The human oral cavity hosts complex microbial communities which colonize not only the tooth surface but also the tongue, mucosa, hard palate, and the subgingival plaque. Orthodontic treatment can be associated with adverse effects, such as increased biofilm formation, change in composition of plaque, and difficulty in oral hygiene maintenance (Müller et al. 2021). The resulting imbalance of the oral microbiota increases the risk for enamel demineralization, dental caries, and periodontal disease (Kilian et al. 2016). This dysbiosis of the microbiota can be overcome by good oral hygiene and a balanced diet. However, despite the severe differences in oral communities, no study has compared the influence of orthodontic devices on these distinct communities nor was the influence of diet, specifically of a nitrate-containing diet during orthodontic treatment analyzed, yet.
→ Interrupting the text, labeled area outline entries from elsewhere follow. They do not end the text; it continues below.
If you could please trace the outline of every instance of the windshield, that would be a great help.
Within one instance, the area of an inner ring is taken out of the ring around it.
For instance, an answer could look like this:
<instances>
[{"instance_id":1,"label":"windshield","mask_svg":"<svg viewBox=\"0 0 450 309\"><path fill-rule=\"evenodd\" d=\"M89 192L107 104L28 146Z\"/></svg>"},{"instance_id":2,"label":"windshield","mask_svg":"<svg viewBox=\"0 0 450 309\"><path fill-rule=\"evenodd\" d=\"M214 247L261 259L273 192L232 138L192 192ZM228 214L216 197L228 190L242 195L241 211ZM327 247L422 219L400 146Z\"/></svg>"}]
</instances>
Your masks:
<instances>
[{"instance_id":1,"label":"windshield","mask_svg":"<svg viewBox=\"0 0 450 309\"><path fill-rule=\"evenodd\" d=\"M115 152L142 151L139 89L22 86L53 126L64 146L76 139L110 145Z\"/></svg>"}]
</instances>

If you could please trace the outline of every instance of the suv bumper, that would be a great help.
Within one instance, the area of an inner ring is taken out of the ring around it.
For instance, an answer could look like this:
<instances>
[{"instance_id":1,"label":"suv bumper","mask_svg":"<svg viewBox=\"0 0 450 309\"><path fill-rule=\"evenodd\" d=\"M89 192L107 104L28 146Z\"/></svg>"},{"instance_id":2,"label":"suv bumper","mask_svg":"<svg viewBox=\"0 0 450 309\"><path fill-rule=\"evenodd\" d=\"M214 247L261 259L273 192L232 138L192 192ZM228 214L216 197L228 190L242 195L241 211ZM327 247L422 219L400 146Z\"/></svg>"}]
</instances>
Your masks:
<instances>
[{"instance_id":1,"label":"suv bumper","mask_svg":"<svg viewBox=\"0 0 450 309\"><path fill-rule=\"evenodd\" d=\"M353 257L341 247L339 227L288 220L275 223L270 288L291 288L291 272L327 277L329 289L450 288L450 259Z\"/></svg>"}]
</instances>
As previously described, the microbial community at the tongue dorsum is tremendously different from that of the subgingival plaque (Baker et al. 2024) with the saliva community being similar to the tongue but also sharing some taxa with the subgingival plaque. This is assumed to be due to the fact that microorganisms from all oral sites are released into saliva (Mark Welch et al. 2019). However, distinct genera are specialized for diverse oral niches (such as Actinomyces for the subgingival plaque and Schaalia for the tongue). Additionally, distinct species from various genera were also described as specialists for the tongue versus the subgingival plaque such as microorganisms of the N. flavescens group versus those of the N. mucosa group, R. mucilaginosa versus R. denticariosa or S. salivarius, and S. parasanguinis versus S. sanguinis (Mark Welch et al. 2019; McLean et al. 2022). Thus, the effect of orthodontic treatment and nitrate consumption clearly needs to be addressed separately for different sites.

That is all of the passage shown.